News Round-up: Religion, Spy Satellites, Death Penalty, National Security
Scott Lemieux at Lawyers, Guns and Money takes issue with the "idea that Congress should be bound by the "original intent" of past laws."
ABC News reported "Plans by a Christian group to send an evangelical video game to U.S. troops in Iraq were abruptly halted yesterday by the Department of Defense after ABC News inquired about the program." (H/T Religion Clause) From RC:
The Department of Defense has stopped plans by a Christian evangelical group to send soldiers in Iraq a video game in which Christian believers fight the Antichrist in the Battle of Armageddon.
Joby Warrick of the Washington Post reports the "domestic use of spy satellites to widen."
The Bush administration has approved a plan to expand domestic access to some of the most powerful tools of 21st-century spycraft, giving law enforcement officials and others the ability to view data obtained from satellite and aircraft sensors that can see through cloud cover and even penetrate buildings and underground bunkers.
A program approved by the Office of the Director of National Intelligence and the will allow broader domestic use of secret overhead imagery beginning as early as this fall, with the expectation that state and local law enforcement officials will eventually be able to tap into technology once largely restricted to foreign surveillance. . . .
A statement issued yesterday by the Department of Homeland Security said that officials envision "more robust access" not only to imagery but also to "the collection, analysis and production skills and capabilities of the intelligence community. . . ."
Erwin Chemerinsky wrote an op-ed in the Los Angeles Times calling on "California [to] reject the U.S. attorney general's effort to bend death penalty rules." (H/T How Appealing)
Gonzales, it has been widely reported, is about to certify California and other states as being in compliance with the 1996 law, in essence just giving them the six-month statute of limitations.

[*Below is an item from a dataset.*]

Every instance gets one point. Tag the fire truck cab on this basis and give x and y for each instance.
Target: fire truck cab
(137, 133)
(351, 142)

But these states have done nothing that this law requires. Everywhere but Arizona, death row inmates still have to pay for their attorneys (unlikely), get pro bono representation (difficult) or represent themselves (unwise). Any "certification" is a lie.Those who favor the shorter statute of limitations are frustrated by the long delays before executions are carried out. But Gonzales' move is not about preventing delays; at most, it speeds things up by six months. It is about preventing some inmates from having a habeas corpus petition heard at all.
Judge Marsha S. Berzon Receives ABA’s Margaret Brent Award. The award is "for her professional accomplishments and efforts to assure fair and equitable treatment of women in the workplace."
Adam Liptak of the New York Times reports on a hearing before the Ninth Circuit regarding claims that a suit challenging NSA surveillance programs should be dismissed because of national security concerns.
“Is it the government’s position that when our country is engaged in a war that the power of the executive when it comes to wiretapping is unchecked?” Judge Harry Pregerson asked a government lawyer. His tone was one of incredulity and frustration.
Gregory G. Garre, a deputy solicitor general representing the administration, replied that the courts had a role, though a limited one, in assessing the government’s assertion of the so-called state secrets privilege, which can require the dismissal of suits that could endanger national security. Judges, he said, must give executive branch determinations “utmost deference. . . .”
The appeals were the first to reach the court after dozens of suits against the government and telecommunications companies over N.S.A. surveillance were consolidated last year before the chief judge of the federal trial court here, Vaughn R. Walker.The appeals concern two related questions that must be answered before the merits of the challenges can be considered: whether the plaintiffs can clearly establish that they have been injured by the programs, giving them standing to sue; and whether the state secrets privilege requires dismissal of the suits on national security grounds.
Though the questions are preliminary, the impact of the appeals court’s ruling may be quite broad. Should it rule for the government on either ground, the legality of the N.S.A. programs may never be adjudicated.